At one point in Chaim Potok’s classic The Chosen, David Malter—the father of the main character Reuven—discusses the decline of Jewish scholarship in the eighteenth century. In the discussion, he uses a term that accurately describes much of modern academic writing—“pilpul”:

“Jewish scholarship was dead. In its place came empty discussions about matters that had no practical connection with the desperate needs of the masses of Jews. Pilpul, these discussions are called—empty, nonsensical arguments over minute points of the Talmud [the commentary on the Jewish Law] that have no relation at all to the world. Jewish scholars became interested in showing other Jewish scholars how much they knew, how many texts they could manipulate. They were not in the least bit interested in teaching the masses of Jews, in communicating their knowledge and uplifting the people.”

Is not this a fitting description of what has happened in the modern academy? Academic writing has become increasingly specialized and divorced from the concerns and questions that occupy most people. It has essentially become “pilpul.”

According to some estimates, academics produce about 1.5 million new articles per year. But a 2007 Indiana University study found that half of these papers are read only by their authors and the journal’s editors. An article last year gave a more optimistic outlook: the average academic journal article is read in its entirety by about 10 people. 82 percent of articles in the humanities are never cited… not once… meaning that they’re not really contributing to the so-called “conversation.” In other words, academic articles are not even being read by other academics.

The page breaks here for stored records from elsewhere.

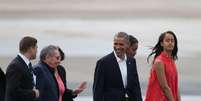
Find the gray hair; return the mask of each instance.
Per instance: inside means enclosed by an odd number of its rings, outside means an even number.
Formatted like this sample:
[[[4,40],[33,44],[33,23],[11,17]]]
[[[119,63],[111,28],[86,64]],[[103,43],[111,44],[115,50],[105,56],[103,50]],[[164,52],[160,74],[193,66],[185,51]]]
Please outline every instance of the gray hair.
[[[124,38],[127,42],[129,42],[129,36],[126,32],[118,32],[117,34],[115,34],[114,39],[119,37]]]
[[[58,47],[54,45],[44,47],[40,52],[40,61],[45,60],[46,56],[52,55],[55,50],[58,50]]]

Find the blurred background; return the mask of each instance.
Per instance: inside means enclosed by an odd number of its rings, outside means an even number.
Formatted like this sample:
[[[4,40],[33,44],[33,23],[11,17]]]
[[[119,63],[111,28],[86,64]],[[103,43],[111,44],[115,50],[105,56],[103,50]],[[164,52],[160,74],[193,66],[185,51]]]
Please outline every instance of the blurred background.
[[[96,61],[112,52],[114,34],[124,31],[139,40],[136,60],[145,95],[149,47],[160,33],[172,30],[178,38],[182,98],[201,101],[200,10],[201,0],[0,0],[0,67],[6,71],[23,36],[38,39],[38,56],[44,46],[58,45],[66,53],[62,64],[68,87],[87,81],[87,90],[77,99],[91,101]]]

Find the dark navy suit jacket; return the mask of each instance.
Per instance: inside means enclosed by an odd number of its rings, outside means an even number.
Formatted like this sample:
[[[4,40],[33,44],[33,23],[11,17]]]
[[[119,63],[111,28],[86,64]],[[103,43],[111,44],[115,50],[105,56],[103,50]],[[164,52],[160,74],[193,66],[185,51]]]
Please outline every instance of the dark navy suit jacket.
[[[34,101],[33,75],[18,55],[6,70],[5,101]]]
[[[0,68],[0,101],[4,101],[5,96],[5,85],[6,84],[6,76]]]
[[[133,58],[127,58],[127,87],[124,88],[121,71],[112,52],[96,63],[93,100],[122,101],[125,93],[130,101],[142,101],[136,62]]]

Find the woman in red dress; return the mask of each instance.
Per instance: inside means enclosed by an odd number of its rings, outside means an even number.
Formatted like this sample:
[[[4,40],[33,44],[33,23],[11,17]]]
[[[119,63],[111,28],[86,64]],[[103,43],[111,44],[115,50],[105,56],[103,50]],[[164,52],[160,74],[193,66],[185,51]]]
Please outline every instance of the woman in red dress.
[[[181,101],[178,88],[177,38],[172,31],[160,35],[151,55],[155,54],[145,101]]]

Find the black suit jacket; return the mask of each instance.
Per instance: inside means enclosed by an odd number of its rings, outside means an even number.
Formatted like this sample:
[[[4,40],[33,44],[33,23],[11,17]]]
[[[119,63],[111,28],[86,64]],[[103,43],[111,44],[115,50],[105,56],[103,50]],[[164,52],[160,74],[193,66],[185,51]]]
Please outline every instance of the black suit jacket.
[[[93,100],[122,101],[125,93],[130,101],[142,101],[136,62],[133,58],[127,58],[127,87],[124,88],[121,71],[112,52],[96,63]]]
[[[6,77],[0,68],[0,101],[4,101],[4,96],[5,96],[5,84],[6,84]]]
[[[34,67],[34,73],[36,74],[37,80],[36,88],[40,91],[40,97],[37,101],[58,101],[59,89],[54,76],[54,70],[44,62],[39,62]],[[72,95],[72,90],[67,89],[66,87],[66,71],[61,65],[59,65],[57,69],[66,88],[62,100],[73,101],[75,96]]]
[[[17,56],[6,71],[5,101],[33,101],[33,76],[24,60]]]

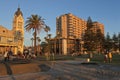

So why has modern academic descended into the depths of pilpul?

Certainly the changes in tenure requirements have been a contributor. In recent decades, tenure has become increasingly dependent on having a robust record of speaking at academic conferences, articles in peer-reviewed journals, and a book publication. If you’re at a top-tier university, it’s best to play it safe and have two books published before you come up for tenure review in six years. Due to this “publish or perish” mentality, we’ve ended up with an abundance of writing from many academics who, unfortunately, don’t have much talent for the enterprise.  

In addition, professors’ writing is not really subject to any metrics of public opinion. Their tenure and prestige is tied to the number of entries on their CV and the reputation of the journal or academic publisher that has accepted their manuscripts. As a result, there’s little incentive for academics to make what they write relevant to the concerns of everyday people.

In general, too, the university life and culture has become more distanced from the world outside. Isolation is in a way inherent in the model of the Western university, which has always believed that educational training requires freedom from the stresses and concerns of the workaday life. But this isolation has become more pronounced in the modern era, which saw the assignation of the term “ivory tower” to the university. And it is becoming more apparent to the public, most recently in last year’s complaints about college students’ increased demands for safe spaces and trigger-free environments. This growing gap between the university and the public has undoubtedly had an adverse impact upon academic writing.   

In his famous Idea of a University, John Henry Newman said that the purpose of a university is the “training of good members of society… its end is fitness for the world.” Ideally, this purpose should also apply to the writing produced by a university.